Le pape exhorte les juges à défendre les plus pauvres
Alors que le droit connaît un important développement dans les pays américains, les juges doivent s’engager pour la «jouissance effective» des droits, à commencer par ceux des plus pauvres, a considéré le pape François le 4 juin 2019. Il intervenait au cours d’un colloque rassemblant une centaine de juges du continent américain sur les droits sociaux organisé au Vatican par l’Académie pontificale des sciences sociales.
La mission des juges, a salué le pape en introduction de son discours, est noble: il s’agit de servir la justice et le bien commun. Ainsi, il est de leur devoir de veiller à ce que les droits de chacun, en particulier des plus pauvres, soient respectés. Pour que cela soit le cas dans les sociétés américaines, a-t-il indiqué, les juges de différents pays doivent travailler ensemble et refuser toute attitude passive, comme si l’histoire était déjà écrite.
Détérioration des droits sociaux
Pour l’évêque de Rome, ces sociétés vivent en effet une étape historique de changements qui met en jeu l’âme des peuples. Ainsi, alors qu’existe un phénoménal développement du droit, il y a une détérioration de la jouissance effective des droits consacrés, en particulier des droits sociaux. Le successeur de Pierre s’est particulièrement inquiété de l’émergence de doctrinaires qui considèrent ces droits comme vieux et sans apports. Une telle attitude, a-t-il condamné, crée une violence silencieuse et ne fait que bénéficier à des politiques justifiant l’inégalité et l’indignité.
Ainsi, a-t-il poursuivi, l’injustice sociale est acceptée et ceux qui s’élèvent contre elle sont vus comme dangereux ou gênants. La réponse n’est ensuite souvent que des reports ou des oublis, ce qui constitue un des grands obstacles au pacte social et fragilise la démocratie. Tant de fois, s’est indigné le pape, l’égalité proclamée par les déclarations ne fait que cacher une inégalité réelle. «Il n’y a pas de démocratie avec la faim, pas de développement avec la pauvreté, pas de justice dans l’inégalité», a-t-il asséné.
Le pape a donc demandé aux juges présents de réduire la distance entre la reconnaissance juridique et la pratique.

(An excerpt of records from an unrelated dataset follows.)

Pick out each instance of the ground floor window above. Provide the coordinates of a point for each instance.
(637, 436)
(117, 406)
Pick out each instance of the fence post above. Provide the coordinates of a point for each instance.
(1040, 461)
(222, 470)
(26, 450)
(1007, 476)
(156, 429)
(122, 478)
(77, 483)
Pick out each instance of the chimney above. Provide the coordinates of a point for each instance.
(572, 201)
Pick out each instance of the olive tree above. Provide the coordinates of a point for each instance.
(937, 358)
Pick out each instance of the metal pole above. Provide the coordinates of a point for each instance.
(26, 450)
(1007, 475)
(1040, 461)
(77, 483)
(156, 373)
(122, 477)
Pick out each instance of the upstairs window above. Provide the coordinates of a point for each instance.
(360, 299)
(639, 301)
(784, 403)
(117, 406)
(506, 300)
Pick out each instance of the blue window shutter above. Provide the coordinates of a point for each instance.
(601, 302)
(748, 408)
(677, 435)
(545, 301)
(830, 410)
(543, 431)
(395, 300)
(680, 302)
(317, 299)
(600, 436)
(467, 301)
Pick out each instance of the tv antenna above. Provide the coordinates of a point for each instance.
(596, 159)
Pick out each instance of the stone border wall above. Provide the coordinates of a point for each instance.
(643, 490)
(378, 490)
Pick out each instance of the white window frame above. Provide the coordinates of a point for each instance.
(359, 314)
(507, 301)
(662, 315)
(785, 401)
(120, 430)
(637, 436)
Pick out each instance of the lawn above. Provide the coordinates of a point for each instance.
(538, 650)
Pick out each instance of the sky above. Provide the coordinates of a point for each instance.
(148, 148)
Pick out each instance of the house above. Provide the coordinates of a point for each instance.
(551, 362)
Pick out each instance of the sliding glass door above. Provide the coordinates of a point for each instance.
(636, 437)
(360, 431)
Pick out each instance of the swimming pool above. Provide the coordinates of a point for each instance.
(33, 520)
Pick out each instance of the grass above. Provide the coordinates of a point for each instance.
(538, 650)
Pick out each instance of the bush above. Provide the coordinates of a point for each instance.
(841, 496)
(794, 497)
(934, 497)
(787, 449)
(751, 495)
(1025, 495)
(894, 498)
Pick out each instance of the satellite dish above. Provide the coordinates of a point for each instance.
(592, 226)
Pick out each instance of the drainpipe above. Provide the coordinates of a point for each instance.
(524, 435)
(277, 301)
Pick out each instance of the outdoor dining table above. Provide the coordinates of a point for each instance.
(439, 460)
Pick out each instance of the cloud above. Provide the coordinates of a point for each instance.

De même, a-t-il demandé, il faut lutter contre les trous juridiques qui permettent des cercles vicieux privant les familles du bien-être minimal tout en générant de la corruption. Le droit, a-t-il insisté, n’est pas seulement la loi et les normes mais aussi une pratique. Les juges doivent donc mobiliser leur imagination juridique pour assurer le plein respect de chacun.
Une dénonciation du lawfare
Dans son intervention, le pape François s’est également élevé contre une nouvelle forme d’intervention exogène dans les pays: le lawfare ou guerre par le droit. Cette utilisation indue des procédures juridiques met en péril les démocraties, mine les processus politiques et tend à la violation systématique des droits sociaux. Ces pratiques doivent être détectées et neutralisées pour mettre fin ces activités juridiques impropres, même s’il s’agit d’une bataille asymétrique contre un puissant système de communication.
En ce sens, le chef de l’Eglise catholique s’est réjoui de la décision des participants à ce congrès d’instituer un comité permanent panaméricain des juges des droits sociaux. Cet organisme, a-t-il espéré, pourra dépasser la solitude des magistrats dans leurs fonctions, leur apporter assistance et «revitaliser» l’exercice de leur mission». (cath.ch/imedia/xln/bh)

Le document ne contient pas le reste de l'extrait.